Fils invisibles

A partir de mon journal, 12 septembre 2005

Catherine est un peu plus âgée que moi — « bien conservée », dirait un macho consumériste. Elle a accepté de dormir à la maison pour m’emmener tôt à la gare demain matin. Je m’apprête à un long voyage pour un service funéraire. Or elle me parle de sa cystite, de sa ménopause qui l’a rendue frigide au point d’atrophier ses organes sexuels, selon sa gynéco… Pauvres de nous, quelle soirée en perspective !

N’y tenant plus, je l’interromps : « Catherine, qu’est-ce que tu dirais d’un massage ? » Ses yeux papillonnent de surprise et d’émotion. Elle répond oui sans hésiter.

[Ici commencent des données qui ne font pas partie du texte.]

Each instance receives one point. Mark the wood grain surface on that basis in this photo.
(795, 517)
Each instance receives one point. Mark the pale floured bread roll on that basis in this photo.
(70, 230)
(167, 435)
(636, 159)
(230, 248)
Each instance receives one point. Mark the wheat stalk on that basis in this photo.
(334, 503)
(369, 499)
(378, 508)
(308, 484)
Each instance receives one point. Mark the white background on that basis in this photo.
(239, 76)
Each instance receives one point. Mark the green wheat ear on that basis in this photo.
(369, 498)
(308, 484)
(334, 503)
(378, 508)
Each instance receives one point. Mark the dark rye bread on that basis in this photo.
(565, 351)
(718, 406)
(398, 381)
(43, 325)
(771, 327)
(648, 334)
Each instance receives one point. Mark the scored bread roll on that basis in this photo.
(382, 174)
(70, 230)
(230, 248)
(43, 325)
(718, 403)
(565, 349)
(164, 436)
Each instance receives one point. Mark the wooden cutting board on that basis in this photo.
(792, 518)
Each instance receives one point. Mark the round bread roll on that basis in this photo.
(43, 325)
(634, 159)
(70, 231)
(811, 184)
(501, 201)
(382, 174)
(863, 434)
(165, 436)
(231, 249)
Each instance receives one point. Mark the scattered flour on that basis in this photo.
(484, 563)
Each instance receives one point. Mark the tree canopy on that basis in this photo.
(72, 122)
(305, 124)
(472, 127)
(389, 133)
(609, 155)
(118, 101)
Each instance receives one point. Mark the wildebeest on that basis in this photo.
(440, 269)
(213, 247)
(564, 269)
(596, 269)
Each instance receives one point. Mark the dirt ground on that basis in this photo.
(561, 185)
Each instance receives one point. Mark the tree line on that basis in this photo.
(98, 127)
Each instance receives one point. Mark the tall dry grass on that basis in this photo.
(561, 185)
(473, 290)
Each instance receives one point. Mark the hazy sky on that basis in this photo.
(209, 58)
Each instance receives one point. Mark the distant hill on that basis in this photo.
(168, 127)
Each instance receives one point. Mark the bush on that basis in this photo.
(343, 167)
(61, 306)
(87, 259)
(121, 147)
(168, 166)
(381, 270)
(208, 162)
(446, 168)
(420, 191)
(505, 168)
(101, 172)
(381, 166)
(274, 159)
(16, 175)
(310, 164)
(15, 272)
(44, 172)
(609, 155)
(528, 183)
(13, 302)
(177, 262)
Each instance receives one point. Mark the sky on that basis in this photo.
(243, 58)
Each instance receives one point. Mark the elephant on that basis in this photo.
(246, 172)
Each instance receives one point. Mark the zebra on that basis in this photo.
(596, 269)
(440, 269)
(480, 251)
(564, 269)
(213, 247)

Elle me demande comment elle doit se mettre, et que faire de ses habits. Je lui réponds que je peux la masser comme bon lui semble, nue ou habillée. Elle choisit une tenue décente pour la galerie (vide) mais fort indécente pour moi ; bon sang, si les femmes savaient combien je suis allergique aux sous-vêtements ! Mais je fais abstraction de son apparence et de toute envie de plaire ou d’être séduit. Mes mains sont sur elle et prennent corps avec elle. Malgré son comportement souvent antisocial qui a longtemps installé entre nous une animosité réciproque, c’est une femme de grande sensibilité, une artiste, une personne qui souffre dans son corps mais en capte parfaitement les mouvements subtils. Son corps répond, d’ailleurs, à l’opposé de ce qu’elle annonçait en entrée. J’y rencontre un désir bouillonnant, une nature volcanique, dans une zone sous-terraine recouverte de nombreuses couches de principes moraux et d’inhibitions.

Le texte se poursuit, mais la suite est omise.